Bei der Entwicklung von Nintendos erstem Handheld, dem berühmten Game Boy, kam zum ersten Mal Gunpei Yokois Philosophie des „lateralen Denkens mittels veralteter Technologie“ zum Einsatz. Ein Ansatz, der in der Geschichte des japanischen Konzerns immer wieder Verwendung fand.

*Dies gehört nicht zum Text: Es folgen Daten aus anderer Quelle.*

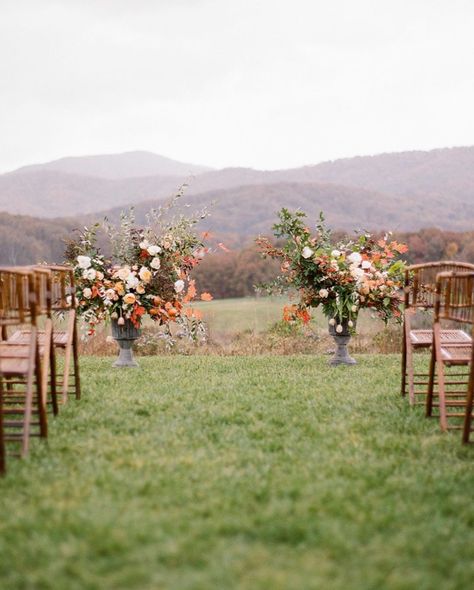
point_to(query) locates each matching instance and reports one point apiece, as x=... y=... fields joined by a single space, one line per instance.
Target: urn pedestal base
x=341 y=356
x=125 y=336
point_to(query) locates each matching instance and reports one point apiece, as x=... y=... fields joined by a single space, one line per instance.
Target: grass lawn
x=247 y=473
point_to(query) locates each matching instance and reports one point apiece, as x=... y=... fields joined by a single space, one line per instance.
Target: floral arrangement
x=146 y=273
x=342 y=278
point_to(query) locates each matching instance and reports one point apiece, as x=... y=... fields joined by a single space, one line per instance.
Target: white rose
x=153 y=250
x=155 y=263
x=89 y=274
x=307 y=252
x=123 y=273
x=355 y=258
x=83 y=262
x=145 y=274
x=357 y=272
x=132 y=281
x=110 y=294
x=179 y=286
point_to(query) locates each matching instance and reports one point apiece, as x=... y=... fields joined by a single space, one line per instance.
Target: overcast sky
x=260 y=83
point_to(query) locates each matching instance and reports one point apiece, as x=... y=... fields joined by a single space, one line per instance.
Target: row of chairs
x=37 y=318
x=446 y=289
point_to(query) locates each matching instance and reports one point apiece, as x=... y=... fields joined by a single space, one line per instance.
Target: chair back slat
x=420 y=281
x=18 y=299
x=62 y=288
x=455 y=297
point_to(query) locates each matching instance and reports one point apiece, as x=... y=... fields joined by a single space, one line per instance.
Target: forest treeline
x=28 y=240
x=234 y=273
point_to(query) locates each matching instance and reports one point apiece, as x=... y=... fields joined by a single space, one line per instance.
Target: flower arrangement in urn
x=341 y=277
x=145 y=274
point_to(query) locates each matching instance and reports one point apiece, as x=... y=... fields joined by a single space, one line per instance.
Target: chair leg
x=430 y=393
x=77 y=378
x=411 y=376
x=404 y=363
x=54 y=390
x=469 y=405
x=33 y=370
x=2 y=440
x=440 y=374
x=41 y=397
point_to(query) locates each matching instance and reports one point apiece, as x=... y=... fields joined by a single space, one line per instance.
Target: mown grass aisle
x=249 y=473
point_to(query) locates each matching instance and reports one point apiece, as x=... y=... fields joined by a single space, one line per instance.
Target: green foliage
x=341 y=277
x=240 y=473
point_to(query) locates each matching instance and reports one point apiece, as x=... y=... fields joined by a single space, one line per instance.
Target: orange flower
x=193 y=313
x=191 y=293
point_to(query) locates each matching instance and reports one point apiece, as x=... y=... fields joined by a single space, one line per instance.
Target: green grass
x=246 y=473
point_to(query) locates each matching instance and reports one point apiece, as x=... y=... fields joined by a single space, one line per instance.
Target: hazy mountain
x=243 y=212
x=405 y=191
x=115 y=166
x=48 y=193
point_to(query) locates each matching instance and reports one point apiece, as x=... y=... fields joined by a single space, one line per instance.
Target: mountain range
x=401 y=191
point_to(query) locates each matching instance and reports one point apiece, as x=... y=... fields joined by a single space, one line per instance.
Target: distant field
x=226 y=317
x=230 y=316
x=240 y=473
x=253 y=325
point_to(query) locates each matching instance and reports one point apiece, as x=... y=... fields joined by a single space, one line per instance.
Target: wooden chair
x=2 y=442
x=420 y=287
x=62 y=306
x=21 y=382
x=468 y=416
x=448 y=387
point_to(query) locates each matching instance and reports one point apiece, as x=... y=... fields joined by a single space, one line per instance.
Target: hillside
x=429 y=188
x=246 y=211
x=117 y=166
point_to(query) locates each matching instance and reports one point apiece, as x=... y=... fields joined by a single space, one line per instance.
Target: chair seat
x=14 y=359
x=456 y=353
x=424 y=338
x=60 y=338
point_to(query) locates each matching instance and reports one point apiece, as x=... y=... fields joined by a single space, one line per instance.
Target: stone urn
x=125 y=336
x=341 y=356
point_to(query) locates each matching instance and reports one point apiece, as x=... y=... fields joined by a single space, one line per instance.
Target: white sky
x=260 y=83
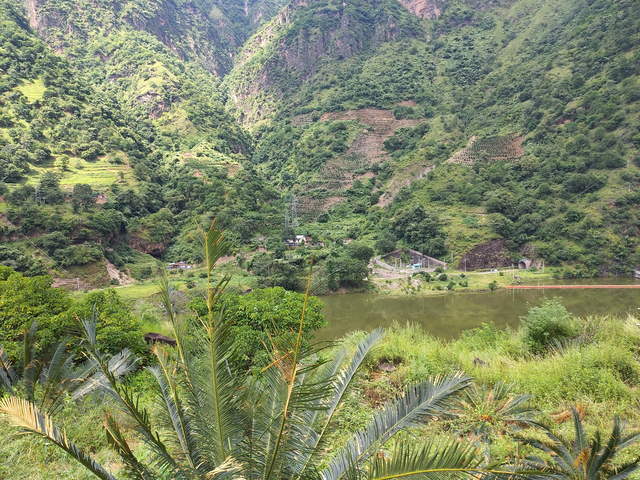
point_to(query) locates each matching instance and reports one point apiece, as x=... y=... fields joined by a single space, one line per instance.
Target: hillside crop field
x=499 y=138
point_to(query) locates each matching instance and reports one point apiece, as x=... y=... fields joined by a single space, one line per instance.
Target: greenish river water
x=446 y=316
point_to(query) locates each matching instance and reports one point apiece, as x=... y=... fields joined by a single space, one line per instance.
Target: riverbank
x=414 y=283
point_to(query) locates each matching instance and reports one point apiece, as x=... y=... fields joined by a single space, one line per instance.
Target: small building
x=524 y=263
x=179 y=266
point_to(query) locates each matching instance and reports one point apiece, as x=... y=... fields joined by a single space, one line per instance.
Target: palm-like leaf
x=483 y=408
x=26 y=416
x=585 y=458
x=219 y=425
x=340 y=377
x=422 y=401
x=7 y=373
x=432 y=460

Doch was hat es damit genau auf sich und inwiefern ist die neue Switch-Konsole ein Ergebnis dieser Denkweise?

Nintendo Switch

Viele Videospiel-Fans sind enttäuscht darüber, dass Nintendo nun zum dritten Mal in Folge eine Konsole auf den Markt bringt, die den Pendants von Sony und Microsoft technisch unterlegen ist. Die Nachteile dieser Strategie liegen auf der Hand, und von den möglichen Vorteilen, hauptsächlich dem eines reduzierten Verkaufspreises, ist bisher nicht viel zu spüren gewesen. Dennoch hat Nintendo die Philosophie, die hinter all dem steckt, schon mehrmals erfolgreich erprobt. Wer jetzt an die Wii denkt, muss die Zeit noch weiter zurückdrehen. Angefangen hat alles Gunpei Yokoi.

Yokoi war seinerzeit für mehrere Hardware-Innovationen aus dem Hause Nintendo verantwortlich, nicht zuletzt für das Steuerkreuz, welches sich in irgendeiner Form auf nahezu jedem Videospiel-Controller wiederfinden lässt. Schon in den 80er Jahren, bei der Entwicklung der ersten Game & Watch-Geräte, kam seine ganz eigene Herangehensweise in Bezug auf die Gestaltung von Hardware zum Einsatz. Er verwendete dafür rückblickend die fast schon poetische Bezeichnung „kareta gijutsu no suihei shikou“, was sich im Deutschen etwas unbeholfen als „laterales Denken mittels veralteter Technologie“ ausdrücken lässt. Beim Game & Watch äußerte sich diese Philosophie konkret darin, dass Yokoi die damals stark sinkenden Preise für LED-Bildschirme ausnutzte, um mit ihnen erschwingliche elektronische Spielgeräte zu produzieren. Doch erst mit der Erfindung des Game Boys kam sein laterales Denken voll zum Einsatz.